Features description

There are six predictor variables and one outcome variable in the dataset used for this app. More information on the classification algorithms can be found in the Methods tab.

  • Region: this is the region of England where the school is located.

  • School type: this is the type of school according to its governance structure.

  • KS2 APS (key stage 2 average point score): this is the average point score achieved by the school's year 11 cohort (16 year olds) when they were aged 11. It has been found to be a good predictor of the test results 16 year olds achieve in their key stage 4 tests.

  • Religious denomination: this is whether the school has a religious affiliation.

  • Gender composition: this is whether the school is single-sex or mixed in gender composition.

  • Total pupils: this is the number of pupils enrolled at the school.

  • Ofsted grade: this is the overall grade given to schools by the Office for Standards in Education, Children's Services and Skills (Ofsted) following a school inspection. Four grades are possible: Outstanding, Good, Requires Improvement and Inadequate. This is the outcome variable.



Two datasets were used in this shiny app. Both come from the UK Department of Education's statistics page.

Machine learning algorithms

The caret package was used to fit the machine learning algorithms.

The school dataset was split into training (70%) and testing (30%) datasets. All models were fit using the same training parameters and the same random seeds. Defaults were used except that models were tuned using 5-fold (rather than 10-fold) cross-valiation without repeat. Parallel computation was employed using the parallel and doParallel packages.

The specific algorithms:

  • Linear Discriminant Analsysis was fit using the lda method
  • Random Forest was fit using the rf method
  • Naive Bayes was fit using the naiveBayes method
  • K-Nearest Neighbours was fit using the knn method

For more information on these methods, see the caret package's GitHub page.

The best performer was the lda model (although its predictions based on increased KS2 APS are very odd). However, none of the algorithms employed achieved an out-of-sample error rate of under 40%. This indicates that other variables are needed to make better predictions and that further tuning and refining of the models is needed.
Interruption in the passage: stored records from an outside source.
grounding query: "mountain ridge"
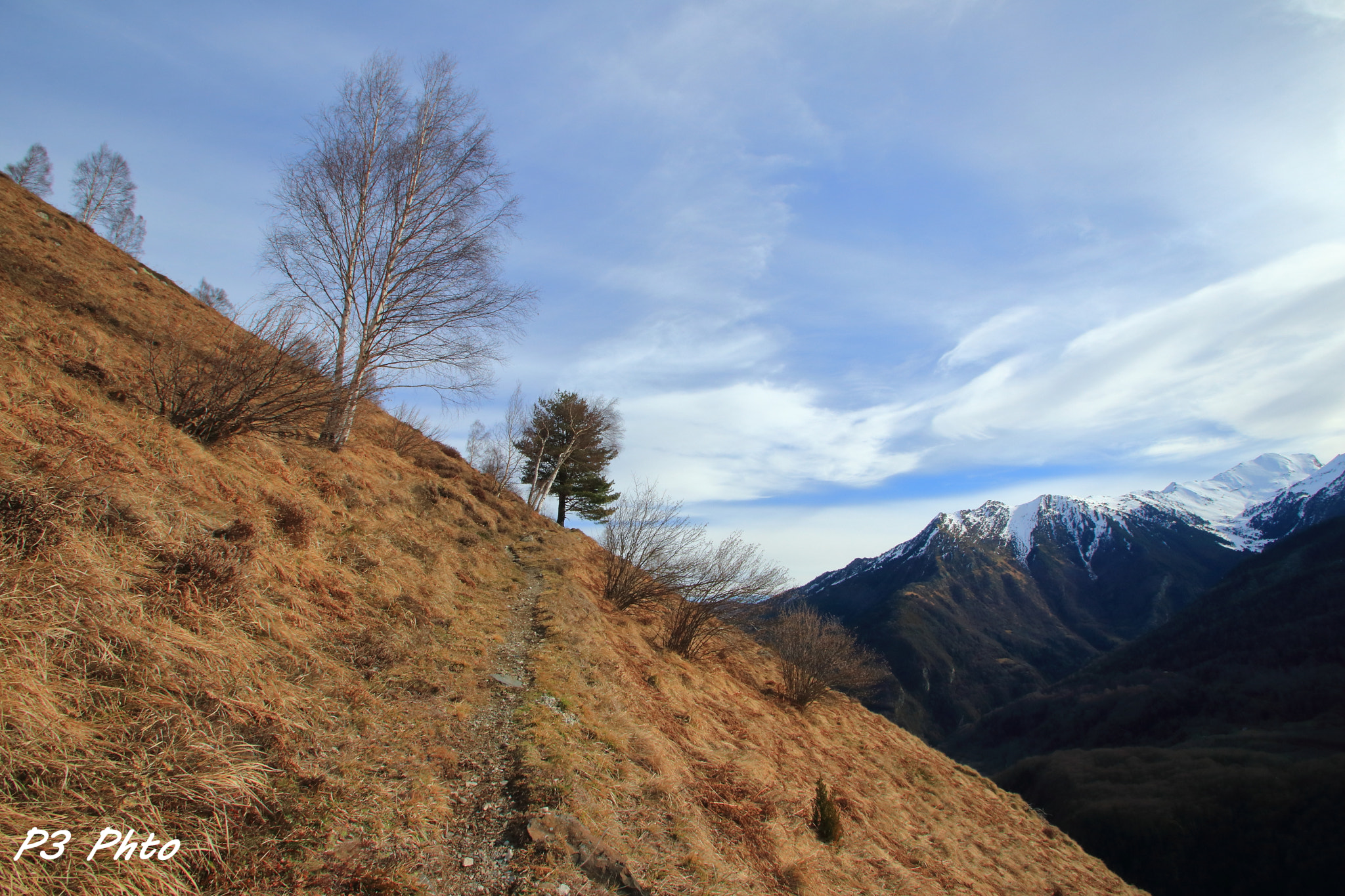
[796,453,1345,743]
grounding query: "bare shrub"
[661,532,788,658]
[603,480,705,610]
[146,310,332,444]
[191,277,235,317]
[150,539,253,608]
[272,501,313,548]
[765,607,888,706]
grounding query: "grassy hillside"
[0,171,1136,895]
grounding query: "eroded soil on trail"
[420,548,542,896]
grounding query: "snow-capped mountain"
[802,454,1345,742]
[805,453,1345,592]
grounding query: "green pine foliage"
[811,778,841,843]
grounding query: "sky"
[0,0,1345,583]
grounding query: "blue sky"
[0,0,1345,580]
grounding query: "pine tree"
[514,393,621,525]
[811,778,841,843]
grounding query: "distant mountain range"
[802,454,1345,743]
[940,507,1345,896]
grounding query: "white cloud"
[617,383,919,501]
[1289,0,1345,20]
[931,243,1345,457]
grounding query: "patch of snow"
[1286,454,1345,497]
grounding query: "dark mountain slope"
[943,510,1345,771]
[944,510,1345,896]
[803,496,1240,743]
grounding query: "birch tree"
[265,54,534,449]
[70,144,145,258]
[4,144,51,196]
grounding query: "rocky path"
[426,548,542,896]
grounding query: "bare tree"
[464,421,491,466]
[603,480,705,610]
[661,532,788,658]
[265,54,534,449]
[467,385,527,497]
[72,144,145,257]
[4,144,51,196]
[191,277,234,316]
[145,310,331,444]
[765,606,889,706]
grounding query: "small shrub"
[145,313,332,444]
[808,778,841,843]
[765,607,889,706]
[211,520,257,542]
[272,501,313,548]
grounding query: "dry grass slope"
[0,179,1136,896]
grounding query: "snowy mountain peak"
[1162,453,1322,513]
[1127,453,1322,548]
[806,453,1345,591]
[1289,454,1345,494]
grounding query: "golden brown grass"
[0,180,556,893]
[0,179,1134,895]
[506,533,1138,896]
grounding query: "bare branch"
[4,144,51,196]
[267,54,535,447]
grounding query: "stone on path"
[527,811,647,896]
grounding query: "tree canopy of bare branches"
[661,532,788,658]
[70,144,145,257]
[603,481,788,647]
[4,144,51,196]
[467,385,527,497]
[191,277,234,314]
[515,391,621,525]
[765,606,889,706]
[265,54,534,449]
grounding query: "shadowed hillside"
[0,179,1137,895]
[946,519,1345,896]
[803,496,1240,744]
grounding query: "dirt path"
[422,548,542,896]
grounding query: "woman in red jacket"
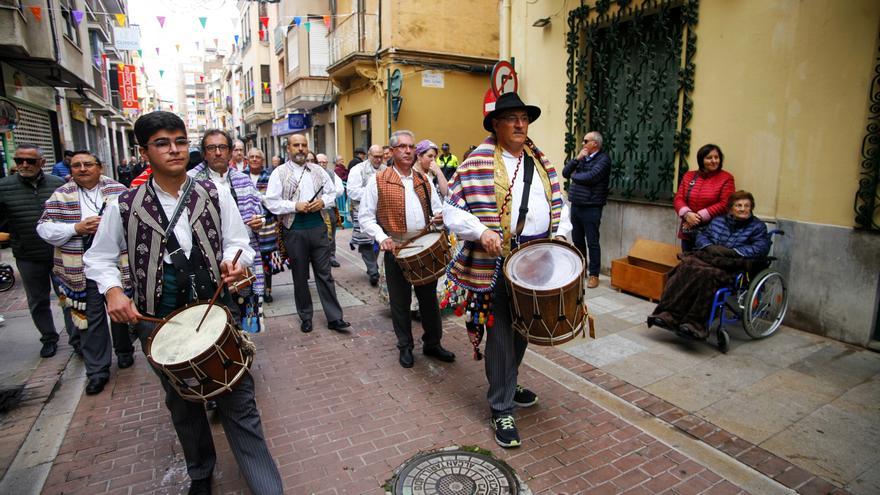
[673,144,736,251]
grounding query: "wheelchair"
[706,230,788,353]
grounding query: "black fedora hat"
[483,92,541,132]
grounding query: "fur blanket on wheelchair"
[648,251,766,339]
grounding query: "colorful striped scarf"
[40,175,131,329]
[448,136,562,293]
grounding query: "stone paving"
[4,231,878,494]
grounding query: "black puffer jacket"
[0,172,64,263]
[562,151,611,206]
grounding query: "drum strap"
[159,179,214,307]
[510,153,535,238]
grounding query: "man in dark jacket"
[0,144,79,358]
[562,131,611,289]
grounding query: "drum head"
[150,304,227,365]
[507,242,584,290]
[400,232,442,258]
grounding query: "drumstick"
[196,249,241,333]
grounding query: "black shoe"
[86,376,108,395]
[116,354,134,370]
[40,342,58,358]
[398,347,415,368]
[422,344,455,363]
[187,478,211,495]
[327,318,351,332]
[492,414,522,449]
[513,385,538,407]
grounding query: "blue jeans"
[571,205,602,277]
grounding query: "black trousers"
[385,251,443,349]
[137,322,284,495]
[83,280,134,378]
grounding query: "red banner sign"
[118,64,139,112]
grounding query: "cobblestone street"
[3,231,872,494]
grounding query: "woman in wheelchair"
[648,191,770,340]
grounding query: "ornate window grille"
[565,0,699,203]
[853,32,880,231]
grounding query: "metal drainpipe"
[498,0,511,60]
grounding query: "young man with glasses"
[0,144,79,358]
[347,144,387,287]
[562,131,611,289]
[37,151,134,395]
[443,93,571,448]
[83,111,283,494]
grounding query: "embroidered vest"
[119,178,223,315]
[376,167,432,234]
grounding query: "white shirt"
[83,177,255,294]
[358,167,443,243]
[347,160,382,202]
[263,161,336,215]
[443,150,572,241]
[37,184,104,247]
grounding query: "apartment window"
[61,2,80,46]
[260,65,272,103]
[287,27,299,73]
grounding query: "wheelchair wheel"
[743,270,788,339]
[0,264,15,292]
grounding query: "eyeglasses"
[205,144,229,153]
[147,137,189,153]
[498,115,531,124]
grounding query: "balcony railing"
[329,12,379,65]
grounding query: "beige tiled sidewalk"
[562,277,880,495]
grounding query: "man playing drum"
[443,93,571,448]
[360,130,455,368]
[83,111,282,494]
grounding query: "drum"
[504,239,593,345]
[395,231,452,285]
[146,303,253,402]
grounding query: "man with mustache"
[37,150,134,395]
[263,134,351,333]
[443,93,571,448]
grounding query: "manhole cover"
[394,449,520,495]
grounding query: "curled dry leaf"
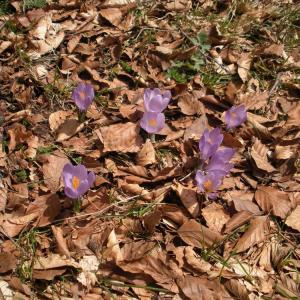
[0,212,39,237]
[184,114,208,141]
[136,139,156,166]
[274,145,293,159]
[250,138,276,173]
[225,279,250,300]
[0,252,17,273]
[176,275,233,300]
[177,219,223,248]
[202,202,230,232]
[41,150,69,192]
[172,182,200,218]
[285,205,300,232]
[224,210,253,233]
[121,241,156,262]
[33,253,80,270]
[237,53,252,82]
[100,122,142,153]
[49,110,72,131]
[255,186,291,219]
[56,119,85,142]
[234,216,269,253]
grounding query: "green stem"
[73,198,81,213]
[150,133,155,144]
[78,110,86,123]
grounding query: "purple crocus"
[140,111,165,133]
[62,163,95,199]
[144,88,171,113]
[72,82,95,111]
[205,147,235,176]
[225,105,247,129]
[199,128,224,160]
[195,170,223,199]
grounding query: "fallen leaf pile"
[0,0,300,300]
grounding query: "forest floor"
[0,0,300,300]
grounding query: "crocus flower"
[144,88,171,113]
[140,111,165,133]
[199,128,223,160]
[225,105,247,129]
[62,163,95,199]
[195,171,223,199]
[72,82,95,111]
[205,148,235,176]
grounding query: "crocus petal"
[87,172,96,187]
[199,128,223,160]
[65,186,80,199]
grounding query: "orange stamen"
[148,119,157,127]
[203,179,213,192]
[79,91,86,100]
[72,176,80,190]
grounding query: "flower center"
[148,119,157,127]
[231,112,237,119]
[203,179,213,192]
[79,91,86,100]
[72,176,80,190]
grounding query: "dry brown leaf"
[100,122,142,153]
[224,210,253,233]
[121,240,156,262]
[202,202,230,233]
[49,110,72,131]
[172,183,200,218]
[178,93,205,116]
[0,252,17,273]
[233,198,261,215]
[225,279,250,300]
[234,216,269,253]
[0,212,39,237]
[177,219,223,248]
[26,194,60,227]
[239,92,269,110]
[237,53,252,82]
[0,181,7,212]
[32,268,66,280]
[184,114,208,141]
[262,44,284,57]
[274,145,293,159]
[285,205,300,232]
[118,251,179,293]
[33,253,80,270]
[41,150,69,192]
[51,225,71,258]
[99,7,123,27]
[255,186,291,219]
[247,112,272,139]
[176,275,233,300]
[136,139,156,166]
[56,119,85,142]
[184,246,212,273]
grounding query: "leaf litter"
[0,0,300,300]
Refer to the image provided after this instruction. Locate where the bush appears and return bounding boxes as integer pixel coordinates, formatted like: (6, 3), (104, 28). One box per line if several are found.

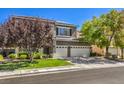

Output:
(8, 53), (16, 59)
(33, 53), (41, 59)
(19, 54), (28, 59)
(0, 55), (4, 61)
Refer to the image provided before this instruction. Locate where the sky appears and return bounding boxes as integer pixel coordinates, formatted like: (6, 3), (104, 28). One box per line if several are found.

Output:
(0, 8), (123, 29)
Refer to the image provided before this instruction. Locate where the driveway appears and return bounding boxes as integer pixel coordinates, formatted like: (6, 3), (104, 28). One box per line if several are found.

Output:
(0, 67), (124, 84)
(65, 57), (122, 64)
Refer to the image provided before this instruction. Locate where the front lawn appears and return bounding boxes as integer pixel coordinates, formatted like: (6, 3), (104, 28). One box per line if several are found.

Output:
(0, 59), (72, 70)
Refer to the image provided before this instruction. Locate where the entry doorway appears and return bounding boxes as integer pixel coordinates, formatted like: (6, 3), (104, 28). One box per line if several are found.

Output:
(67, 46), (71, 57)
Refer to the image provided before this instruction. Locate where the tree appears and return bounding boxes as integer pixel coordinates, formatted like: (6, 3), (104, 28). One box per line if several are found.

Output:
(114, 30), (124, 59)
(81, 10), (121, 56)
(1, 17), (53, 62)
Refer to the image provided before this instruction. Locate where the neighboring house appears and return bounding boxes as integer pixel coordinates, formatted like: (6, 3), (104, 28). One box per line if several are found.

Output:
(0, 16), (90, 58)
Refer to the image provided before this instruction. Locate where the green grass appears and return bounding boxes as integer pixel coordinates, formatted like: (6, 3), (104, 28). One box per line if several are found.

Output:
(0, 59), (72, 70)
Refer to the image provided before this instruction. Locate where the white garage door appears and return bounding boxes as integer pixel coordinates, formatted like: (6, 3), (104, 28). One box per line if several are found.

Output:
(109, 47), (117, 55)
(71, 46), (90, 56)
(54, 46), (67, 58)
(54, 46), (90, 58)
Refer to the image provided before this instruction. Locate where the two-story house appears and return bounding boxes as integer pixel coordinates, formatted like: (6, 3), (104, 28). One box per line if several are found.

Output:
(0, 16), (90, 58)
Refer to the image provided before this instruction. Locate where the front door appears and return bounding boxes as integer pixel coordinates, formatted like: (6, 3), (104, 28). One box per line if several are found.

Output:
(67, 46), (71, 57)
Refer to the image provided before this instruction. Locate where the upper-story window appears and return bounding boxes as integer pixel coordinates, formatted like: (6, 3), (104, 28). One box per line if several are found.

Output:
(56, 27), (72, 36)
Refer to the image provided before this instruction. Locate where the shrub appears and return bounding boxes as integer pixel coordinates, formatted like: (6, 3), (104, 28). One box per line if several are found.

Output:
(8, 53), (16, 59)
(0, 55), (4, 61)
(19, 54), (28, 59)
(33, 53), (41, 59)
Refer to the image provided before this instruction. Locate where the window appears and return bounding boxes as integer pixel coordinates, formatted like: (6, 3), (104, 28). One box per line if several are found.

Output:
(56, 27), (72, 36)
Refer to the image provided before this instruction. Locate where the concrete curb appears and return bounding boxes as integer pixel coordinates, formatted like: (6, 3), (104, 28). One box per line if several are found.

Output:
(0, 63), (124, 79)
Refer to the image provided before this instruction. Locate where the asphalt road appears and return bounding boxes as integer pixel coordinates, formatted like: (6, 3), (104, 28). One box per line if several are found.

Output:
(0, 67), (124, 84)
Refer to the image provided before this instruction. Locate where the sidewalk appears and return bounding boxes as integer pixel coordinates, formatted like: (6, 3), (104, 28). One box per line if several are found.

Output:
(0, 63), (124, 79)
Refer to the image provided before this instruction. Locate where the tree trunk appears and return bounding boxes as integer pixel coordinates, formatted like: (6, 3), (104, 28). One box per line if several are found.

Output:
(121, 48), (124, 59)
(105, 46), (109, 57)
(28, 51), (33, 62)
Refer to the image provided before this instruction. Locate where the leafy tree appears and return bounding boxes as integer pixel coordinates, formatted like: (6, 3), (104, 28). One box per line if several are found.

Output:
(1, 17), (53, 61)
(81, 10), (121, 56)
(114, 30), (124, 59)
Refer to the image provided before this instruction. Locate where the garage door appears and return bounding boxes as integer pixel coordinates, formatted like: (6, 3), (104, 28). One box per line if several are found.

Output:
(71, 46), (90, 56)
(54, 46), (67, 58)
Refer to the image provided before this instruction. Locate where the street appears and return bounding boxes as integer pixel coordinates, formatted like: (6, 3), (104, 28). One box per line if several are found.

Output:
(0, 67), (124, 84)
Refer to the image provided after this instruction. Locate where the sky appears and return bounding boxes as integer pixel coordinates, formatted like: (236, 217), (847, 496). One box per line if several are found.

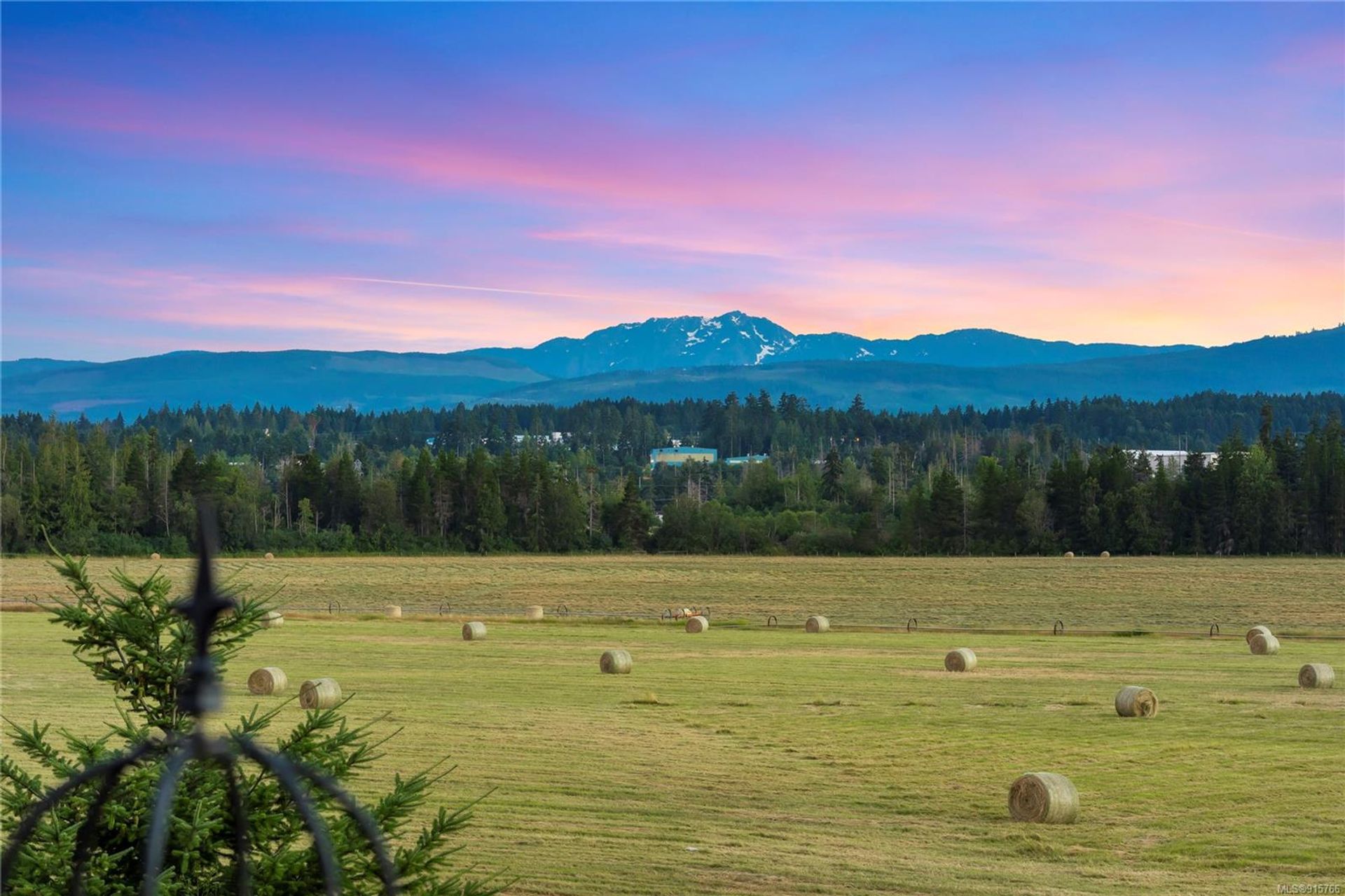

However, the variables and models included here do a decent job of explaining a reasonable amount of the variation in gradings. Three other algorithms were also implemented but not used in the app because of lower accuracy rates than the four ultimately chosen. The choice of algorithms offered here is one of many examples of how statistical analyses and data aren't as “objective” as is often claimed.


You can find out more about building applications with Shiny here:

I referred to miningthedetails' shiny app and hack-r's server.R code code to help me build my app.

Finally, this app was partly inspired by that created by Trevor Burton. My app is an extension of Burton's as it uses a more recent dataset, allows the user to choose a classification algorithm, and employs more variables in the prediction. To reiterate Burton:

“I've only included the things you don't have any control over, so you can see how wrong it is that these should be correlated with Ofsted judgements.”